Although the majority of results with AU showed that rats did not display the behavioral syndrome, some of the studies with 5-HT6 receptor antagonists indicate the induction of at least some elements of the behavioral syndrome with the drugs tested. However, in general, the overall behavioral syndrome (stretching, yawning and chewing) is not a consistent phenomenon observed with either AO or 5-HT6 receptor antagonists in rats. This points out how the interpretation of the interaction between ligands and 5-HT5 receptors may possibly defect of better understanding of 5-HT6 receptor ligands, both in their pharmacodynamic and pharmacokinetics/metabolic properties.
 
6. Conclusions
 
Although experimental inconsistencies also exist for other 5-HT receptors, i.e. 5-HT1A and 5-HT2, the marked paucity of information on 5-HT6 receptors, due to the insufficient data on 5-HT5 receptor ligands, particularly hampers our understanding of 5-HT5 receptor pharmacology.
 
However, the picture of 5-HT5 receptors is more complex than expected, as their interaction with 5-HT6 ligands might also depend on neuroanatomical region. In fact, there is even a report that shows that the up-regulation in activity-regulated cytoskeleton-associated protein (Arc) mRNA expression caused by subcutaneous administration of the purported agonist LY586713 is blocked by the subcutaneous administration of the antagonist/inverse agonist SB-27 1046 in hippocampus and parietal cortex but not in cingulate and orbital cortex. Moreover, in the latter brain regions, the antagonist SB-27 1046 increased Arc mRNA expression similarly to the agonist LY-586713. Thus, regional brain differences also may then account for some of the inconsistencies.
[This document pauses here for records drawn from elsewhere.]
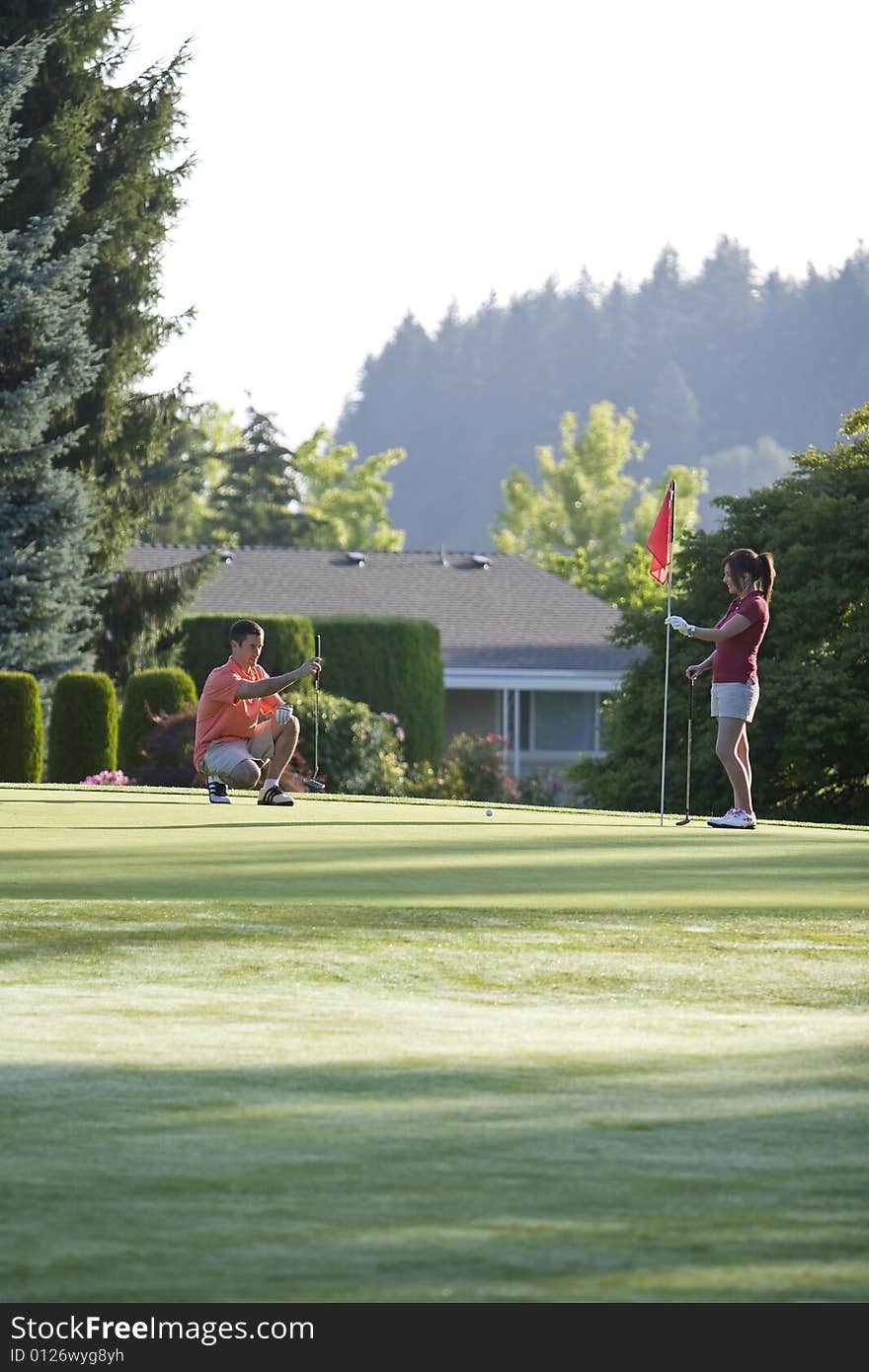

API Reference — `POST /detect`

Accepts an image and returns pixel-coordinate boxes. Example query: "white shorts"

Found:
[199,719,275,777]
[711,682,760,724]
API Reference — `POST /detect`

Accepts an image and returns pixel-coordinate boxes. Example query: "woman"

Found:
[666,548,775,829]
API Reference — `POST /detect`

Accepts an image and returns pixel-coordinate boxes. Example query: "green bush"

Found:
[179,612,314,694]
[440,734,517,802]
[48,672,118,782]
[118,667,197,777]
[314,615,443,763]
[299,690,407,796]
[0,672,45,782]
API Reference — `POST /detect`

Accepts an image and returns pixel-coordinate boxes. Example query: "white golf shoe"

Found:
[706,809,757,829]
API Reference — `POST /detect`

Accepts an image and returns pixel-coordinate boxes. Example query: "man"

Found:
[194,619,321,805]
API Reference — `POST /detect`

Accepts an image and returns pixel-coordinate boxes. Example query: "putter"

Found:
[675,676,694,829]
[305,634,325,791]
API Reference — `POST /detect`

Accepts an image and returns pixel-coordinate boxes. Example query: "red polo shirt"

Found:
[713,591,769,682]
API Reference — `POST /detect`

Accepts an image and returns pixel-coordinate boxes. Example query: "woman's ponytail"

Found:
[755,553,775,601]
[721,548,775,601]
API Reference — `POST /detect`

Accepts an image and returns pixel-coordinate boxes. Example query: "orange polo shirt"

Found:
[194,657,280,768]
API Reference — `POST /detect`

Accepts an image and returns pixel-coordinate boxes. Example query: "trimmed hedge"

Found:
[180,613,314,693]
[118,667,197,777]
[316,615,443,763]
[48,672,118,782]
[0,672,45,782]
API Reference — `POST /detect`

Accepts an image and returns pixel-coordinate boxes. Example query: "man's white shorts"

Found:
[199,719,275,777]
[711,682,760,724]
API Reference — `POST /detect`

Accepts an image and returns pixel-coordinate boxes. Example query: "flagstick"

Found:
[661,482,675,829]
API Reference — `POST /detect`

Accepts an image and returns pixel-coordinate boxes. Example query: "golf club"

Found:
[675,676,694,829]
[305,634,325,791]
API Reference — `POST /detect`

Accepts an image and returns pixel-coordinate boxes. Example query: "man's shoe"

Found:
[706,809,757,829]
[257,781,295,805]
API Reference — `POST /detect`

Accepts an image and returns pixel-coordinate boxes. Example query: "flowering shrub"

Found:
[298,692,407,796]
[440,734,517,802]
[516,770,565,805]
[404,763,450,800]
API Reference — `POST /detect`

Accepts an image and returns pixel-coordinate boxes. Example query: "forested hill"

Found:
[337,239,869,550]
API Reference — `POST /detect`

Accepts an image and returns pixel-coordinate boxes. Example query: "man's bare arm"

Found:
[235,657,323,700]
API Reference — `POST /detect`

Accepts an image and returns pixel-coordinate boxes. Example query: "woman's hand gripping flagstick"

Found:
[305,634,325,792]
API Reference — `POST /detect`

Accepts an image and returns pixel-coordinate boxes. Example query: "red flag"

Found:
[645,482,675,586]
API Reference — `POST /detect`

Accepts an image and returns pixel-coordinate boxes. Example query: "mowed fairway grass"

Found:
[0,786,869,1302]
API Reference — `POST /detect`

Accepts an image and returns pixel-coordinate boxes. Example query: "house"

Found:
[126,546,637,775]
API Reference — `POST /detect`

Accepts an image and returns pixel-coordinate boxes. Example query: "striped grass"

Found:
[0,788,869,1302]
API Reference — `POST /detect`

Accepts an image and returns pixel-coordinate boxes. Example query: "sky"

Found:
[125,0,869,444]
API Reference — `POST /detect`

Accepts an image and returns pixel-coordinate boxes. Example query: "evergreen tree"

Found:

Such regional difference may well account for the discrepancies in microdialysis studies as well. Additionally, it remains to document whether the G proteins linked to 5-HT6 receptors are differently expressed in the different brain regions.
 
In the field of 5-HT6 receptors there are several inconsistent findings in need of further study. We think that experimental and procedural flaws might be, at least in part, at the source of these inconsistencies and such inconsistencies could be avoided if some precautions were taken. These include: 1) the use of different radioligands which can provide quite different results in affinity characterization studies; 2) the use of different tissues receptor density and biochemical readouts as these may affect the definition of a compound as silent antagonist, agonist or inverse agonist: 3) more information on possible active metabolites and/or pharmacokinetic differences across compounds that may produce vastly different in vivo neurochemical and behavioral profiles; and 4) more information on receptor selectivity.
 
Additionally, only very few studies use a 5-HT6 receptor antagonist to block the effect of an 5-HT6 receptor agonist. The reverse (5-HT6 receptor agonist against an effect mediated by 5-HT6 receptor antagonist) has never been assessed. If the 5-HT6 ligands competitively bind to the same site, the effect of an agonist should be counteracted by an antagonist, and vice versa.